While a divorce may seem like a straightforward process, it can take up to a year or more, depending on where you live and whether the petition is contested, as well as several other factors. Therefore, it is hard to predict the timeline. An amicable split can be completed in a matter of a month or two while a fault-based proceeding can take significantly longer. Thus, to understand the timeline, it is necessary to understand the contributing factors.
Fault-Based or No-Fault
A fault-based divorce typically takes several months and possibly up to a year because it requires a trial. In this type of divorce, one spouse accuses the other of adultery, abuse or some other negligible acts, like gambling or drug or alcohol addiction. Therefore, before a judgment can be made, the court must hear the evidence of the accusation.
A no-fault divorce will typically take less time because both parties accept responsibility for the divorce. There is usually little need for a trial in no-fault proceedings because they are often amicable, meaning that, if permitted by the state, a couple can settle and dissolve the marriage outside of a trial.
Uncontested or Contested
Similar to a no-fault divorce, an uncontested divorce can be resolved quickly and amicably. These divorces require no trial. All that is needed is that you and your spouse sign the marital settlement agreement as well as the necessary paperwork. Once signed, a judge only needs to review the papers and grant the divorce.
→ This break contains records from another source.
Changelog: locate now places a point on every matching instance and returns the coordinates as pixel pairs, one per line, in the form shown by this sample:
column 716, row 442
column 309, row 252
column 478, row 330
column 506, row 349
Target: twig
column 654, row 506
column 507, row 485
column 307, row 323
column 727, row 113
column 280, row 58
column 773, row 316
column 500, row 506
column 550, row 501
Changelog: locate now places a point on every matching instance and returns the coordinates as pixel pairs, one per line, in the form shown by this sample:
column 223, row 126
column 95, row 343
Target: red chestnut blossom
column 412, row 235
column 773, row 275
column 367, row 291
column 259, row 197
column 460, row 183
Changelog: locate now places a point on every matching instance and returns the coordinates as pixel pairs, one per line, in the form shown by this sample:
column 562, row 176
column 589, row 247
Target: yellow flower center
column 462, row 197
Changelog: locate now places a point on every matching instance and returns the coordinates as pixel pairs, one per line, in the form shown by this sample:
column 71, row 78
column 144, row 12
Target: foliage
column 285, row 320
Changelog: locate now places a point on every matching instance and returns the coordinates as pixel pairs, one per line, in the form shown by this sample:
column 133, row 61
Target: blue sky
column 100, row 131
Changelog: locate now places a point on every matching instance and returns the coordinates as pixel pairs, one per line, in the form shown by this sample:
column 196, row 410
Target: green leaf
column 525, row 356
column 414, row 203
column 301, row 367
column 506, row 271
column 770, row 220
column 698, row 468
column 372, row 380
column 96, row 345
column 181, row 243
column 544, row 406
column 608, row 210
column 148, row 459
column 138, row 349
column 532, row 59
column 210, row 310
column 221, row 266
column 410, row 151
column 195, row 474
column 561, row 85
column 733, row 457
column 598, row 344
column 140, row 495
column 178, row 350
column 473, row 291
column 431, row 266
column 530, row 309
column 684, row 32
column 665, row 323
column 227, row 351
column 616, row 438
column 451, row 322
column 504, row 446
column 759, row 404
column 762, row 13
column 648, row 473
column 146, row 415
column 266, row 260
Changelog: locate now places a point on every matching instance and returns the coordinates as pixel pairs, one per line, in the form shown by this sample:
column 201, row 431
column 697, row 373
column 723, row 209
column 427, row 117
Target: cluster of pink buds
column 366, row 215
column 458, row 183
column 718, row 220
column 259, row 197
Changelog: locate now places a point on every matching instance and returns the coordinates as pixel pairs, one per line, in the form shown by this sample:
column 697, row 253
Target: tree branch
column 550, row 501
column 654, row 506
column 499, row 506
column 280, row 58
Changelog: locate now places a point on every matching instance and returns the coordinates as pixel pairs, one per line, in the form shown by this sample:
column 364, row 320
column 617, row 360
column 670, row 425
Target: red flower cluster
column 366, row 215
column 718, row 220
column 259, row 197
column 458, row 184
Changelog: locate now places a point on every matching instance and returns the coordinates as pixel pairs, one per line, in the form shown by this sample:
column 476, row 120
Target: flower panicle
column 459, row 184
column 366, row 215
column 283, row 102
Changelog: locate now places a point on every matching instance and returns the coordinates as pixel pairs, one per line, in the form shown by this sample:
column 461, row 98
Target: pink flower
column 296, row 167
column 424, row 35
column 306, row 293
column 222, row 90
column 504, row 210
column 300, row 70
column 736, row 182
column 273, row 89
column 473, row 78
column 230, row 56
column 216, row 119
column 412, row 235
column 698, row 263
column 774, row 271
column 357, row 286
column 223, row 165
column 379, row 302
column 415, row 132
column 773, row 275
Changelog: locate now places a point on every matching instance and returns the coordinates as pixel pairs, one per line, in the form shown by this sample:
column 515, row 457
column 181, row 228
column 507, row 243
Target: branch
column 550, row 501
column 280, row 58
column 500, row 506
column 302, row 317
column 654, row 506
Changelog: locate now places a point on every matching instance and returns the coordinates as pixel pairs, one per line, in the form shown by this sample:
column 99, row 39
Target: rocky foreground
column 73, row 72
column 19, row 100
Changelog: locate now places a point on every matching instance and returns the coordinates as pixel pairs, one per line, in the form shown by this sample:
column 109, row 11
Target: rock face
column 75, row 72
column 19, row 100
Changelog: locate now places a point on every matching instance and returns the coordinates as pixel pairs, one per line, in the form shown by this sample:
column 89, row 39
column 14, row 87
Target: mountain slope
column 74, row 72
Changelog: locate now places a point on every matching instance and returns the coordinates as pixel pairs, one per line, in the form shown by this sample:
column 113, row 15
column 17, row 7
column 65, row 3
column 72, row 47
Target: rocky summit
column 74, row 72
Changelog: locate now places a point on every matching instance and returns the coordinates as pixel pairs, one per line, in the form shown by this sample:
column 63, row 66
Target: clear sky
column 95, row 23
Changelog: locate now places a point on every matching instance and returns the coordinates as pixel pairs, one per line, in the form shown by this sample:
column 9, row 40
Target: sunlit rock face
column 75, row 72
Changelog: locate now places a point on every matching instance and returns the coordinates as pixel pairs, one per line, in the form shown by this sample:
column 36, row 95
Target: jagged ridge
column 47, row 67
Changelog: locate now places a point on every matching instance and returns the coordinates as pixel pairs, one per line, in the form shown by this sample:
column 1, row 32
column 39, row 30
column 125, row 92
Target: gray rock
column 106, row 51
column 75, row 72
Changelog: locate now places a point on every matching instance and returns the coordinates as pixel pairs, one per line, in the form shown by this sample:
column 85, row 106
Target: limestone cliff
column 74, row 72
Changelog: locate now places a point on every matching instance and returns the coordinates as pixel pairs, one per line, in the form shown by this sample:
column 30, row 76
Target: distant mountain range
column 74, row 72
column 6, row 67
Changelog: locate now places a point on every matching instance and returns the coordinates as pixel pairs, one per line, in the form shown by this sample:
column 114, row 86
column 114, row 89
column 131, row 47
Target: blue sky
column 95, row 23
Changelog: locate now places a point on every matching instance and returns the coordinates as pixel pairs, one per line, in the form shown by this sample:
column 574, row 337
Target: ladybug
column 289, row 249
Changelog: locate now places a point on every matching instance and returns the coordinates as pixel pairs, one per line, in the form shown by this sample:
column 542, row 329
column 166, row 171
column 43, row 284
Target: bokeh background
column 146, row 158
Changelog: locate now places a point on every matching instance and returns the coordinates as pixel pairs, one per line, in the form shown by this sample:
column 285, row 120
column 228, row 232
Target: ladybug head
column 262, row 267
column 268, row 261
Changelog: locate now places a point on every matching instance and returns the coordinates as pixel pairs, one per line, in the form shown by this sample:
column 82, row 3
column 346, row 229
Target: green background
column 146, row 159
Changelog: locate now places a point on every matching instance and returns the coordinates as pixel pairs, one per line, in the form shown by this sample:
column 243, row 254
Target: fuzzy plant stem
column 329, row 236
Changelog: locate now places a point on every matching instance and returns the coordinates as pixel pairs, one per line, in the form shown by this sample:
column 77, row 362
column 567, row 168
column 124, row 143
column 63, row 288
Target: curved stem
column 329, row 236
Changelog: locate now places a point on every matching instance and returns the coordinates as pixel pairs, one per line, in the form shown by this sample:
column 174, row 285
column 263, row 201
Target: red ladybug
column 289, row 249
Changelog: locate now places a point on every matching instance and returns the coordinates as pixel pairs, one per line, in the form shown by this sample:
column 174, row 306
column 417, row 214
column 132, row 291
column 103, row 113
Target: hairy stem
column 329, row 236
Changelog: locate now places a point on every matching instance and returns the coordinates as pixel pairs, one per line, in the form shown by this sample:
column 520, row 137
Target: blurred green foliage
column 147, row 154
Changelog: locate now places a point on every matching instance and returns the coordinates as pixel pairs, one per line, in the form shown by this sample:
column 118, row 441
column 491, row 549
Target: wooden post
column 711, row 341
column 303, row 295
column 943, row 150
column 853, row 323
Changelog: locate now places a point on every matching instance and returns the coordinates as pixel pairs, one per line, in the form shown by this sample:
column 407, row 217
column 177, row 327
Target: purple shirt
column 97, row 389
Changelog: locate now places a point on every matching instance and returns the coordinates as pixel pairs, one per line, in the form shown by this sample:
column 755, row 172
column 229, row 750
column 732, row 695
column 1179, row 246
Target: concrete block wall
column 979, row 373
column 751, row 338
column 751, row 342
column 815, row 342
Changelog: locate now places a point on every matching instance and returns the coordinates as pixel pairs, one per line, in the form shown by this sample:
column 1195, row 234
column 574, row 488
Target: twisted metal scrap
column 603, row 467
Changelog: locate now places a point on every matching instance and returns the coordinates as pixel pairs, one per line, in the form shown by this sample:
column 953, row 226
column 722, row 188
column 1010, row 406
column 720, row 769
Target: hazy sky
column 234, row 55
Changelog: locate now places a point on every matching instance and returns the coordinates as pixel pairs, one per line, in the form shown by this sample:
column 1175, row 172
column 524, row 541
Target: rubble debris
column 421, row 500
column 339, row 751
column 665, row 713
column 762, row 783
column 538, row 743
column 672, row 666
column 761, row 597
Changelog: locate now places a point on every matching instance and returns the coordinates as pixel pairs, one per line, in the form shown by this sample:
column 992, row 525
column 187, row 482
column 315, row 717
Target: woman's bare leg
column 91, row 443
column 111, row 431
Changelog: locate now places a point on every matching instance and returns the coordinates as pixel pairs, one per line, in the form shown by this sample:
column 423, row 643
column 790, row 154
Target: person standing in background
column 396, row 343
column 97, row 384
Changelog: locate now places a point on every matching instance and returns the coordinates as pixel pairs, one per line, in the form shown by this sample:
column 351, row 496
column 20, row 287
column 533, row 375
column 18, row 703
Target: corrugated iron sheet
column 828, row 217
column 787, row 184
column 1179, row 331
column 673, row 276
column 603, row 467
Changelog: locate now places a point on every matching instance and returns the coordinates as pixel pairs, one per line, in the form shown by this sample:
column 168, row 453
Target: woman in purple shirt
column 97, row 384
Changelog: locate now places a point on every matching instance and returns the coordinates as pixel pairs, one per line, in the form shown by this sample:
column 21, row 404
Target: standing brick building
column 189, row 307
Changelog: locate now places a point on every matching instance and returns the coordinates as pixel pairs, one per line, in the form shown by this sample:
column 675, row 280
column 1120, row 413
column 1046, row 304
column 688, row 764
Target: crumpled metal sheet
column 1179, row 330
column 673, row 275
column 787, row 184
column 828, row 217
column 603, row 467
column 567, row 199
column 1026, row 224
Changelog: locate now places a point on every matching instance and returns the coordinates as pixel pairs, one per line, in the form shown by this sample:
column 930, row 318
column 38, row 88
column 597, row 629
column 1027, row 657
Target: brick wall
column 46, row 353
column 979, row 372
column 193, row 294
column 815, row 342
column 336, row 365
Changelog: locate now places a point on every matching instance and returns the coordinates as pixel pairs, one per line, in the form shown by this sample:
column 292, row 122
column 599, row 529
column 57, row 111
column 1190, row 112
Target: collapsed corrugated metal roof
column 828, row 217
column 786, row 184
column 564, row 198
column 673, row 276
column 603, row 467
A contested divorce occurs when the original petition, stating the terms of the divorce, is not agreed to by both parties. The disagreement can be about the marital assets, custody arrangements or financial support. Regardless of the reasons, a contested divorce can take up to a year or more and will require a trial.
Requirements and Waiting Periods
Every state varies on the rules and regulations surrounding a divorce. Some municipalities allow for quick dissolution agreements that can be finalized outside of formal court proceedings while others require trials or waiting periods. In some states, a couple cannot get divorced until they have demonstrated an effort to resolve the marital issues. For instance, some states require a minimum of a year separation prior to a divorce.
The timeline of a divorce varies depending on municipality, fault, and disagreement. If you are thinking about getting divorced, then it is wise to contact a family lawyer in your state to discuss the specifics and requirements of your situation. They will likely be able to present a good idea of your expected divorce timeline.